In the finale, at one point, Henry and Jenna have a rare quiet and uninterrupted conversation. It’s honest and it’s layered and it’s Jenna trying to tell Henry that she is envious of Henry seeming to not care what people think of her because she has to always be Little Miss Perfect. It’s sweet and honest and frankly if I was in charge of awards I’d give them all to Sarah Desjardins and Maddie Hasson for this entire season, but especially for moments like this between them.

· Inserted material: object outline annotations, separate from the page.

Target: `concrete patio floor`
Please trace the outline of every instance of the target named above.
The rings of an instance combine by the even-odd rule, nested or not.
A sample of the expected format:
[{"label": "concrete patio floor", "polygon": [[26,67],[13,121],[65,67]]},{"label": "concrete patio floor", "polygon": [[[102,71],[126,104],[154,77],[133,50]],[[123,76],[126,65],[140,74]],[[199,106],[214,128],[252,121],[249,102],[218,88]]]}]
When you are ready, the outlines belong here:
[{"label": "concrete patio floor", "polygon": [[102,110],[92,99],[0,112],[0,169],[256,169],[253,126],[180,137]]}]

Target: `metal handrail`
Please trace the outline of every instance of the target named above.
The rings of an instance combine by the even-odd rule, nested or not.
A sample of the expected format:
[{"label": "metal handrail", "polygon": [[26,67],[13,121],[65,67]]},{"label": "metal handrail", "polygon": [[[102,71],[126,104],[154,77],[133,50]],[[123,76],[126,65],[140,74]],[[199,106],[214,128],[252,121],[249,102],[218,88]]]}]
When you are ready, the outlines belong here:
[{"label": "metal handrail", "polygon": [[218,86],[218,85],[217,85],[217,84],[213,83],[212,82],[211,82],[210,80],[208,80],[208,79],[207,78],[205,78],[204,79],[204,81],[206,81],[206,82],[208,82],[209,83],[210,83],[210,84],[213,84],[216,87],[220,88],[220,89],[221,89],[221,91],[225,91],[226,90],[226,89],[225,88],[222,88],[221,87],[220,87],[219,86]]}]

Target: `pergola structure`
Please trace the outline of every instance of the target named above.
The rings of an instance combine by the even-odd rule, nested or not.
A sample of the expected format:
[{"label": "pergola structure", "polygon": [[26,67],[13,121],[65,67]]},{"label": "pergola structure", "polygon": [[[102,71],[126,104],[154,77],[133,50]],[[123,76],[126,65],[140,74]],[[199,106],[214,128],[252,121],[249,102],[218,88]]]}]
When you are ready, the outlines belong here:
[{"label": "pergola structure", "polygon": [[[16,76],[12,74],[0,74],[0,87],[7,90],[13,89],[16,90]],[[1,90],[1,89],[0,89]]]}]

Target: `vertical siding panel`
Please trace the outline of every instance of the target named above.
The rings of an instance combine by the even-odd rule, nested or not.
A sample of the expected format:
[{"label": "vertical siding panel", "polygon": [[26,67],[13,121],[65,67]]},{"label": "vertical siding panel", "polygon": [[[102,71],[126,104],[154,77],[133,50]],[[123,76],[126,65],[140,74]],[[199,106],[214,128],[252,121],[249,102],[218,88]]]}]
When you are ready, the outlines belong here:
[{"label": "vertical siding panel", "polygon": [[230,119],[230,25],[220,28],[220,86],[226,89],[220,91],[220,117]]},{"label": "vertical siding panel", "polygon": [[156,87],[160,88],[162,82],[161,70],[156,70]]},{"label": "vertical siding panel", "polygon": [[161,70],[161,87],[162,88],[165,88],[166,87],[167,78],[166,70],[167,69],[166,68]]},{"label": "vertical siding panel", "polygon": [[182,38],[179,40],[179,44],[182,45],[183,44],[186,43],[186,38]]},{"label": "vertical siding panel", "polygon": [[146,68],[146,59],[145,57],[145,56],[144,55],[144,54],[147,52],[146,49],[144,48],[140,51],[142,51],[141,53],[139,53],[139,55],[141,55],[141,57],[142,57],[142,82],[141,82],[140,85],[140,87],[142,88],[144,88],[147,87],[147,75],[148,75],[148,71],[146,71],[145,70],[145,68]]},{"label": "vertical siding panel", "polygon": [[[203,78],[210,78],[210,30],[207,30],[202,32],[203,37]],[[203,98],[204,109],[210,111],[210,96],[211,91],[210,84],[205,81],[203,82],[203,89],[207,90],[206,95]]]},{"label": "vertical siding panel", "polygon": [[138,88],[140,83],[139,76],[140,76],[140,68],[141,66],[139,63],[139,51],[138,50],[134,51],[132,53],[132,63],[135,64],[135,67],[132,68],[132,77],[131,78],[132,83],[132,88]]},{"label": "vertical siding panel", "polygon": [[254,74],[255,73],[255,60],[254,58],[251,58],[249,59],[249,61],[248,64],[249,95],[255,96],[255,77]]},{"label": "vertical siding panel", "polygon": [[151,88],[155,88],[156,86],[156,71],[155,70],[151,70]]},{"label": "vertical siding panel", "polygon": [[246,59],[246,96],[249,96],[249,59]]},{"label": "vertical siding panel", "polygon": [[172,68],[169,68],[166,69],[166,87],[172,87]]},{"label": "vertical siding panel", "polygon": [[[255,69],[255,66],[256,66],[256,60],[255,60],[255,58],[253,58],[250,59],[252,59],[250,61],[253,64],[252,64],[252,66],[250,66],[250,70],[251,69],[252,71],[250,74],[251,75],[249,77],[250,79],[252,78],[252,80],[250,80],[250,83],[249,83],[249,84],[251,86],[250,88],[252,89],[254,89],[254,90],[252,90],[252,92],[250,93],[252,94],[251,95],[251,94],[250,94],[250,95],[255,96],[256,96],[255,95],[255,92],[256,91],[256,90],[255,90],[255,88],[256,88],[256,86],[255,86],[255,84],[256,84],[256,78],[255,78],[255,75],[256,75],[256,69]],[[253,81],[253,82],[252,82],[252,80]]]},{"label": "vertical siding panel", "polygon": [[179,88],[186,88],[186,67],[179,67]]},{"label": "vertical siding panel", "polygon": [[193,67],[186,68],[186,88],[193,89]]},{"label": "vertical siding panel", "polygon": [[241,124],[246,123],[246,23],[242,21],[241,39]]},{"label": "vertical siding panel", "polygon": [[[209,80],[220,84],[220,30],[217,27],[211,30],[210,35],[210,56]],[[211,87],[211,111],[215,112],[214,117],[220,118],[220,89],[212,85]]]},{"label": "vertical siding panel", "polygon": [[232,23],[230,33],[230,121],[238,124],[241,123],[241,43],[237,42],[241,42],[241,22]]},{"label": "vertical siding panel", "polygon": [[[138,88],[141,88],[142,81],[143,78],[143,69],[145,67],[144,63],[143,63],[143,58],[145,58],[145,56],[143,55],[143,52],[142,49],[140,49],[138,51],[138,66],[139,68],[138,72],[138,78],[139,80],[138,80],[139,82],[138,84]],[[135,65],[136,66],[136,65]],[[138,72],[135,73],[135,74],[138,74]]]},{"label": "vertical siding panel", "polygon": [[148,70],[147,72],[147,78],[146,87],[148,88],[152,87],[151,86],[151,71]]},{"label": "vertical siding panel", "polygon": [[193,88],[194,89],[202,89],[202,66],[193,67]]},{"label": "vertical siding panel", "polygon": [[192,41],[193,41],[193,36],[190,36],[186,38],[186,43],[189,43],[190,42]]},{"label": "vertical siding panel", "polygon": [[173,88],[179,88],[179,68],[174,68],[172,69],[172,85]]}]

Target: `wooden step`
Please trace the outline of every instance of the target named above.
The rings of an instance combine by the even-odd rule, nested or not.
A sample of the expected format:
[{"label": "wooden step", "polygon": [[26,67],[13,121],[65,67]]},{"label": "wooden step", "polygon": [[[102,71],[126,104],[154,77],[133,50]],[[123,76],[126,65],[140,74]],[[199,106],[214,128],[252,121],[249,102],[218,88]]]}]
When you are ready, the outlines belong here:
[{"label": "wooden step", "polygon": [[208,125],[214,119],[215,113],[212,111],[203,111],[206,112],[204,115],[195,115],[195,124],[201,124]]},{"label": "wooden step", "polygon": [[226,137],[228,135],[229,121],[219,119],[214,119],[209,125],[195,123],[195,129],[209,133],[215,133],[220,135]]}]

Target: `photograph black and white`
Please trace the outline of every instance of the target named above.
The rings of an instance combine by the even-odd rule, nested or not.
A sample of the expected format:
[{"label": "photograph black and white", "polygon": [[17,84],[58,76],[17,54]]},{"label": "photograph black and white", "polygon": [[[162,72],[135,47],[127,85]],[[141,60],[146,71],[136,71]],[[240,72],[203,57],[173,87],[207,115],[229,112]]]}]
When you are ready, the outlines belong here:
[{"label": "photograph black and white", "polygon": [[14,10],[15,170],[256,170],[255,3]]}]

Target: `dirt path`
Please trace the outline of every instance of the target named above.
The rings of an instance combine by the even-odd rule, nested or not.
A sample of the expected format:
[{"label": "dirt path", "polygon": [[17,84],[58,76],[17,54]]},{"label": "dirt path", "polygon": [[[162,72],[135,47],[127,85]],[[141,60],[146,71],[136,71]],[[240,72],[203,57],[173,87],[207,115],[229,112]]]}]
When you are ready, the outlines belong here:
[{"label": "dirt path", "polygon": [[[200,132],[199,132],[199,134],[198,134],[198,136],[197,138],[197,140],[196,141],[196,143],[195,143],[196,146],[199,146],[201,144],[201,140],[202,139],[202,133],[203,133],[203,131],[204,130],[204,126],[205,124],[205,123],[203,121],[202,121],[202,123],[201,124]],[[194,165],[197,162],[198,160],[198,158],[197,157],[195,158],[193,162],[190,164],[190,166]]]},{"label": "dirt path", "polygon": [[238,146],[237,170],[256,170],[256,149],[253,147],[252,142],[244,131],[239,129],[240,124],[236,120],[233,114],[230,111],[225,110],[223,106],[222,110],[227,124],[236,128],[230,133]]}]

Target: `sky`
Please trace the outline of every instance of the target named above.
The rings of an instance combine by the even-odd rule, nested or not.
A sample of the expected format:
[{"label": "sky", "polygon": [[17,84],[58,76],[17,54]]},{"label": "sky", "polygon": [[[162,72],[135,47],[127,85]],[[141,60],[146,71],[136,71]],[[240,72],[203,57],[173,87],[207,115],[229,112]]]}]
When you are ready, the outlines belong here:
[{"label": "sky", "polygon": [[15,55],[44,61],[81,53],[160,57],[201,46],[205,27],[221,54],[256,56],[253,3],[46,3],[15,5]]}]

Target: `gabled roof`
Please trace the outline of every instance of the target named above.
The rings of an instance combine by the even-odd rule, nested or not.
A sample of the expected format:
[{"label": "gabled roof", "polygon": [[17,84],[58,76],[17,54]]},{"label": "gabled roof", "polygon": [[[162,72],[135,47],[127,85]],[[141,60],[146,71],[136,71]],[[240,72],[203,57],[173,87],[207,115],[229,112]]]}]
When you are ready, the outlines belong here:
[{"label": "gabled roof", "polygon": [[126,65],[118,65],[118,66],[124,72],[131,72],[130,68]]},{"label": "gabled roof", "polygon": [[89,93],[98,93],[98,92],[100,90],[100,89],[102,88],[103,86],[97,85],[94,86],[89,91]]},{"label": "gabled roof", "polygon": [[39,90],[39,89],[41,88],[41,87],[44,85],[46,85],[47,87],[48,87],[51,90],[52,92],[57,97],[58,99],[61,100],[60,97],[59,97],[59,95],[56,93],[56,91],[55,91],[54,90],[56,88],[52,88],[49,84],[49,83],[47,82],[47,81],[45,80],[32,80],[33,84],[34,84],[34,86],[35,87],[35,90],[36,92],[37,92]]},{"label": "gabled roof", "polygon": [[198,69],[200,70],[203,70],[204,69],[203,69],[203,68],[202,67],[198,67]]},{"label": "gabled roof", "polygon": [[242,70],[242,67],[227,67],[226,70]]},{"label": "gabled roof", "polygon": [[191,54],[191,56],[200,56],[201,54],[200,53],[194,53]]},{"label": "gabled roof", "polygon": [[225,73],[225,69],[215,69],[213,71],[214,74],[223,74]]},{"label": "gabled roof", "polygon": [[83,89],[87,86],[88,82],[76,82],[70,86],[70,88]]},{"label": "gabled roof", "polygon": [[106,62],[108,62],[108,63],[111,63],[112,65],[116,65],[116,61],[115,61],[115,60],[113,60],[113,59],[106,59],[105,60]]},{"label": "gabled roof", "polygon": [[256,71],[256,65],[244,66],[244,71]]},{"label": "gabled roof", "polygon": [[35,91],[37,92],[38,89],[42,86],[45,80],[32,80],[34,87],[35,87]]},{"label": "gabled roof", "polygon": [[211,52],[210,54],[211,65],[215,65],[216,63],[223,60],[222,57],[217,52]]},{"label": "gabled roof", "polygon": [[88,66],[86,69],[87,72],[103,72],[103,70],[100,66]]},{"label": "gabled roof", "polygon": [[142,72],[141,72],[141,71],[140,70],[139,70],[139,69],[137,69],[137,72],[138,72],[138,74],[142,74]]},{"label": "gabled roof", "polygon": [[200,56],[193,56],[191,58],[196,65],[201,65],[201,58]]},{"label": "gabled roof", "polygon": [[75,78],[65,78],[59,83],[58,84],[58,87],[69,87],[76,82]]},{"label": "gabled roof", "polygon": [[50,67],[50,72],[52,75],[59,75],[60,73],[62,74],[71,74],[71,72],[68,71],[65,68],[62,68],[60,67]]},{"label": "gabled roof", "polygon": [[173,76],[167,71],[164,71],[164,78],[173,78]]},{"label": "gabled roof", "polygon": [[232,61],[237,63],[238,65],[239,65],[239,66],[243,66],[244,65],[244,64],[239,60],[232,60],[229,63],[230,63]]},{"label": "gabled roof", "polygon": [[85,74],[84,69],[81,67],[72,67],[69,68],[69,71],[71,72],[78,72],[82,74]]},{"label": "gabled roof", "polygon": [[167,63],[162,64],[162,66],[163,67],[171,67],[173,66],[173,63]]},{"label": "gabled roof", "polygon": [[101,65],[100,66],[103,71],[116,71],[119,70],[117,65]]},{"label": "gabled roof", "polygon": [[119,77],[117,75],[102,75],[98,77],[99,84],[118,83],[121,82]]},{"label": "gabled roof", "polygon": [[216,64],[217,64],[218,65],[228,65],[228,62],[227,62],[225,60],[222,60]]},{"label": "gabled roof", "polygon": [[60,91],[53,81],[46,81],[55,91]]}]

And, as with most sci-fi ventures, I love the combination of wild mystical happenings (I ESPECIALLY love a story about someone first discovering/developing their powers) and the metaphors they provide, but if it doesn’t have complex, strongly acted, interesting characters to ground it, it can easily fall through the cracks of “teens with powers” stories. And there’s something about Jenna that really draws me to her. Her empathy, her kindness, and her quiet strength are all things I still aspire to emulate; her performative happiness, her inability to ask for help, and her latent queerness are where I see my teenage self reflected back.
Even though I’m 32 now, the world did so much damage to me between the age I realized I liked girls the way other girls liked boys (14) and the age I finally came out (22), that even after a full decade of living my life out and proud, making up for lost time by becoming a professional lesbian, and surrounding myself with only the most supportive of my family and friends… stories like this still heal me.
And, since I’m speaking so highly of these teenage girls and their character development and their relationships with one another, perhaps this will come as no surprise to you, but I’m delighted to report that over half the episodes have women credited as writers, and, in what I believe is an even rarer feat, over half the episodes are directed by women as well. (Plus one of the showrunners is Lauren LeFranc, who has also worked on Agents of SHIELD, and was a delight at NYCC.)
All this to say, despite what your preconceived notions might be about a YouTube original series, please give Impulse a go. I think the production value, narrative quality, character development, and overall heart will suck you in and leave you forgetting you aren’t streaming on the same platforms Jessica Jones or Runways are on. Season One is available for free on YouTube now, and season two will be available on YouTube Premium starting October 16th.